And I think he does such a beautiful job
in that movie of being that.
And unfortunately, what is it, like 30, 40 years later,
that is still, that makes Working Girl science fiction
in a lot of ways because we're still not there yet
as a culture where that is so, like, that that's just not as like you'd hope that we'd
watch working girl and be like that's that of course that's a given but such as not there's
good men out there there's just a good man is hard to find joel yeah no uh and a hard man is good to find. I find.
OK, what's what's another example, Julie?
OK, so I'm going to say the end of Eternal Sunshine of the Spotless Mind, like, I cannot watch that without crying,
when they decide to make the same mistake again.
Um, not to spoil anything for those of you who haven't seen it,
but it is one of the most, like, I just feel like it's such a...
It's a valentine to the nature of love,
which is that it doesn't make sense
and it doesn't have to, and maybe we will keep repeating
ourselves until, you know, we learn and maybe we'll never learn.

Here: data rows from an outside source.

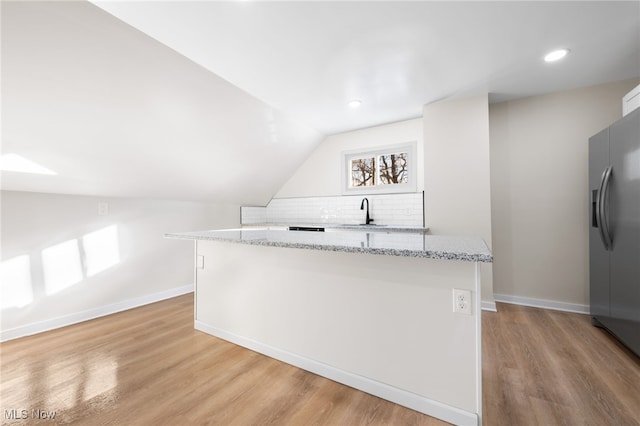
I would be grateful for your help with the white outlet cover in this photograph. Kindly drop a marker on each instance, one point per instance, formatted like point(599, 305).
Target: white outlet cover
point(462, 301)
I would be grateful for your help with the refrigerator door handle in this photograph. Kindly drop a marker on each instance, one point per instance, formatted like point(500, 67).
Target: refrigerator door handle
point(601, 210)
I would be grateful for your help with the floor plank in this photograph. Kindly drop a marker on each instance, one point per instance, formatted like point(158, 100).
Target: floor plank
point(149, 366)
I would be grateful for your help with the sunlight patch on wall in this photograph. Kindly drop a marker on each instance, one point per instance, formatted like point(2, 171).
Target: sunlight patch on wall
point(101, 249)
point(16, 163)
point(61, 266)
point(15, 275)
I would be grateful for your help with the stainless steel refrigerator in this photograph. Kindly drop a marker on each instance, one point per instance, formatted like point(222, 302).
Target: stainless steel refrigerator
point(614, 237)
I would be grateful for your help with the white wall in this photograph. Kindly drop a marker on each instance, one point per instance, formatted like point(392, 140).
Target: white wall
point(320, 174)
point(147, 266)
point(539, 172)
point(457, 173)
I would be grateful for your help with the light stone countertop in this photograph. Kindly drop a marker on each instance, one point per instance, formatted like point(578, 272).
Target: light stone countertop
point(407, 244)
point(347, 226)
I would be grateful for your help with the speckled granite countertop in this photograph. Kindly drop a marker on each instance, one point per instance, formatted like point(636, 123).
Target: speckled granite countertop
point(405, 244)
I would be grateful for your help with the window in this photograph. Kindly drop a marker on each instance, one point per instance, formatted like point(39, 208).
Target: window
point(385, 169)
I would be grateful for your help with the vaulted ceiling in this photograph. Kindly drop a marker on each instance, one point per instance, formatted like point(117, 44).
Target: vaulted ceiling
point(222, 101)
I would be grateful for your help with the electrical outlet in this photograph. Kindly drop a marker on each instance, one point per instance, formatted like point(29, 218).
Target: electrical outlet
point(462, 301)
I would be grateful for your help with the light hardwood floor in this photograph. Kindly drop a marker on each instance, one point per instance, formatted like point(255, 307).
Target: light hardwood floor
point(148, 366)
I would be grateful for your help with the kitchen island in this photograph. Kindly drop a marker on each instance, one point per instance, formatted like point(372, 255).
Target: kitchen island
point(371, 310)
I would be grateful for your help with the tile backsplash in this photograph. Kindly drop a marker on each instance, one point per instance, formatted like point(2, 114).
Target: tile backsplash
point(385, 209)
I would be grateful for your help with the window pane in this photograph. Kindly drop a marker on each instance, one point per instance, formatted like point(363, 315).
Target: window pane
point(393, 168)
point(363, 172)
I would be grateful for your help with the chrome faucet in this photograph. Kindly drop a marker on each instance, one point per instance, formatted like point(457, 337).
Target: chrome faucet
point(368, 219)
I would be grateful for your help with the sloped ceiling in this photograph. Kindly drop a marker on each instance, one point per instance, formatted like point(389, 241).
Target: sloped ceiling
point(222, 100)
point(115, 113)
point(308, 58)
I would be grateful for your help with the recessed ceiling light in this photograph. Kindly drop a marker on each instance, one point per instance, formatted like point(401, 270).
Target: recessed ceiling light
point(556, 55)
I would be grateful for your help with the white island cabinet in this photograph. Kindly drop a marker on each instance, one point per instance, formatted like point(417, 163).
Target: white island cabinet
point(374, 311)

But the idea that you want to be with someone and that sort of defies all reason
and kind of it defies science because it is sort of like a science fiction premise
is just
so powerful and so beautiful to me.
It goes back to something that I've often said, which is that like falling in love is
not necessarily a choice.
Like that is almost in many cases accidental.
And it is the work of staying in love with someone where things get tricky and things
get dicey.
And that is like sort of a perfect encapsulation
of that experience where it's like they meet again,
it happened again, they couldn't control it,
there's just something there.
And it's the question is, is if this time around,
are they gonna be willing to do the work to maintain that?
And, or will it just be this cycle
that they keep going through?
And I, one of my favorite movies of all time,
such a beautiful example of what we're talking about today.
So thank you for that, Julie.
Okay, so we've got two.
Why don't you round us out with a third example
if you've got one.
Okay, so I'm a sucker for women running in a movie,
a rom-com in particular,
because when you're running towards something,
you're the protagonist.
You're the person who's taking the action.
10,000 times.
I never got into the, I had somebody take me
to the second Twilight movie, and I remember thinking,
what's the appeal of this besides these two
beautiful androgynous leads who you have to be attracted to
no matter what your gender or sexual identity is?
We're saving it for marriage.
They're literally these andro- perfection, like pale beauties.
But at the end, I remember seeing Kristen Stewart
like running toward the, and I was like,
oh, this is the appeal.
Cause girls like the idea of being the active protagonist
who's going out there and getting what she wants.
So the end of the apartment was Shirley MacLean and Jack Lemmon,
which is one of, it's not my favorite movie ever.
And this is why I'm so glad you're on because I got to tell you,
some of these fucking Gen Z TikTok comedians I've interviewed,
they're not talking about The Apartment, Julie.
No.
Let me tell you.
They're sharing an apartment with an old guy right here in the latest New York magazine piece about how they're sharing apartments with old people now.
If it happened twice, it's a trend, Joel.
Don't forget that.
It's in the New Yorker for sure.
So the apartment is a wonderful movie.
It's Billy Wilder and Shirley MacLaine
is unbelievably amazing in it.
And at the end it's New Year's Eve
and Nora Ephron used this,
but I think it's Billy Crystal who's doing the running
at the end of When Harry Met Sally,
but someone running on New Year's Eve is a trope, right?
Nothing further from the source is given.